Free-first provider chain with paid fallbacks

Each step has a free primary and an optional paid upgrade: script from a local model (hosted LLM optional), voice from Edge TTS (ElevenLabs optional), visuals from stock B-roll (Flux/Kling optional), assembly always FFmpeg. The chain degrades gracefully — missing an API key downshifts that step to its free path instead of failing the whole job.

FFmpeg assembly to 9:16 with burned-in captions

FFmpeg is the one non-negotiable stage: it composites the voiceover, B-roll, and captions into a 1080x1920 vertical MP4 with the subtitles burned in so they survive re-upload anywhere. A quirk worth noting — Edge TTS returns word timings as JSON, not SRT, so the pipeline regroups them into short 2-4 word caption phrases before FFmpeg renders them, which is what keeps captions readable rather than one word flashing at a time.

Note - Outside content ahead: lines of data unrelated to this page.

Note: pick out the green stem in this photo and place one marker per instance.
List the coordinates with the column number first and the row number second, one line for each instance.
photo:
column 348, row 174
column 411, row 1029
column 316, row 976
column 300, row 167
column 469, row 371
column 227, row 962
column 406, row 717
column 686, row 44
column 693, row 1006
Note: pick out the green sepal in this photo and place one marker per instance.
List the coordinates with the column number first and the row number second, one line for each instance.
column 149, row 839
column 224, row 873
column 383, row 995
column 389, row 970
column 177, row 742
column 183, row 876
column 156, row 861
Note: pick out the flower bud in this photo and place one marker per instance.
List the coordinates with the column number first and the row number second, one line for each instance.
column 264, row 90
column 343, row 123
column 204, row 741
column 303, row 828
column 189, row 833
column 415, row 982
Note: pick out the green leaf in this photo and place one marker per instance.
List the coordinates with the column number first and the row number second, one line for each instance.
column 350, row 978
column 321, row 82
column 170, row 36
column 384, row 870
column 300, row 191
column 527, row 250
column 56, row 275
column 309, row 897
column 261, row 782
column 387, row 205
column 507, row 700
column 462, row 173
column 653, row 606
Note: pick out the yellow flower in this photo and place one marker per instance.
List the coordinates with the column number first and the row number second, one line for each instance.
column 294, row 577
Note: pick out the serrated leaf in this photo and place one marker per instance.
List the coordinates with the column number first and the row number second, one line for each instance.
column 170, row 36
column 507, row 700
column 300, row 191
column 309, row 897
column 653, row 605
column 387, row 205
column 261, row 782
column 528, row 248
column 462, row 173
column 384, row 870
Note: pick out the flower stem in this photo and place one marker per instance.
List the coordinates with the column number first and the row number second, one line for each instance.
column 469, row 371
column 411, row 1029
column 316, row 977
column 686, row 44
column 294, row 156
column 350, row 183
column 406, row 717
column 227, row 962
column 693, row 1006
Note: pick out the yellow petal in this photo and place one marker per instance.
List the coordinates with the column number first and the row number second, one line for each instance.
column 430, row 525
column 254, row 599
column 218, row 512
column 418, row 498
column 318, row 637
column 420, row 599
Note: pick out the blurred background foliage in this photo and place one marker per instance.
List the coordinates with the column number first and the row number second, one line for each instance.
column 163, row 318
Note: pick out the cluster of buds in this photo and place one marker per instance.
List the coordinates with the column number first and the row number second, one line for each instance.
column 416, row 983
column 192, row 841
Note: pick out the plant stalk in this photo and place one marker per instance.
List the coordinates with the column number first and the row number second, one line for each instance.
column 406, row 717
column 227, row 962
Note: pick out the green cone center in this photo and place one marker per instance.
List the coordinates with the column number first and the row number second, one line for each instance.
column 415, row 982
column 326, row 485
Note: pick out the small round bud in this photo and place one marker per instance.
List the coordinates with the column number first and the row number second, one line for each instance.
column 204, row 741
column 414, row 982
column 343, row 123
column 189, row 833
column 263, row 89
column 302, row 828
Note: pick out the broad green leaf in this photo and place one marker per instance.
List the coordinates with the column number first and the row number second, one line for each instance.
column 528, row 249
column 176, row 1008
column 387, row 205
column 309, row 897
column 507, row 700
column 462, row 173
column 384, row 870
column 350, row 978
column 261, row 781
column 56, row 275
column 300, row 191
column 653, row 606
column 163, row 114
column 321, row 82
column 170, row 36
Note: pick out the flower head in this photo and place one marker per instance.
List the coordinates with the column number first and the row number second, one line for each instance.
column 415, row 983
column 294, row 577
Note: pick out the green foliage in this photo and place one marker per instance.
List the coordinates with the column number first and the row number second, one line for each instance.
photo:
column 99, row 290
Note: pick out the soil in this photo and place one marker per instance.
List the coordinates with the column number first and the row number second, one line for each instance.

Self-hosted, isolated, custom JWT

The whole stack runs in Docker on its own network — app, worker, Postgres, and Redis as separate containers, app and worker read-only with tmpfs scratch and named volumes for output and logs. Auth is a custom jose-signed JWT in a video_session cookie rather than a hosted identity provider, keeping the demo self-contained with no external account to depend on.

Tech stack

Next.js 16BullMQFFmpegEdge TTSCustom JWT

What broke first

▸
Make the queue the source of truth. Storing each job's status on its database row — rather than tracking it in the worker's memory — meant a crashed or restarted render left an inspectable, resumable row instead of a vanished process. Execution state belongs in the data.
▸
Concurrency 1 is a feature, not a limitation. FFmpeg saturates a CPU on its own; letting two encodes run together made everything slower. Matching worker concurrency to what the hardware can actually do beat any clever parallelism.
▸
Design for the free path first. Building the default route entirely on free tooling (local model, Edge TTS, stock B-roll, FFmpeg) and treating paid providers as opt-in upgrades kept the cost floor at zero and forced every step to have a working fallback — so a missing API key downshifts a stage instead of breaking the run.

Outcome

The pattern works: submit a topic, and a finished captioned vertical MP4 comes out the other end without a paid API key in sight. What it proves is the engineering shape — a durable job queue, a status machine you can watch, and a provider chain that prefers free tools and only reaches for paid ones when you opt in. It is a reference implementation of that pipeline, not a content operation; there is no upload scheduler, no channel, and no published volume to quote.

Honest limits

This is a pipeline-pattern demo, not a launched product. It is self-hosted, built solo, and runs in a local lab (the old VPS that once hosted experiments has been retired). The point is to prove the automation chain end to end on 100% free tooling — there are no real users, no published content volume, and no invented metrics. The paid provider integrations exist as opt-in branches; the demo runs the free path. Output quality is bounded by the free tools: stock B-roll and synthetic narration are serviceable for the pattern, not a substitute for crafted footage.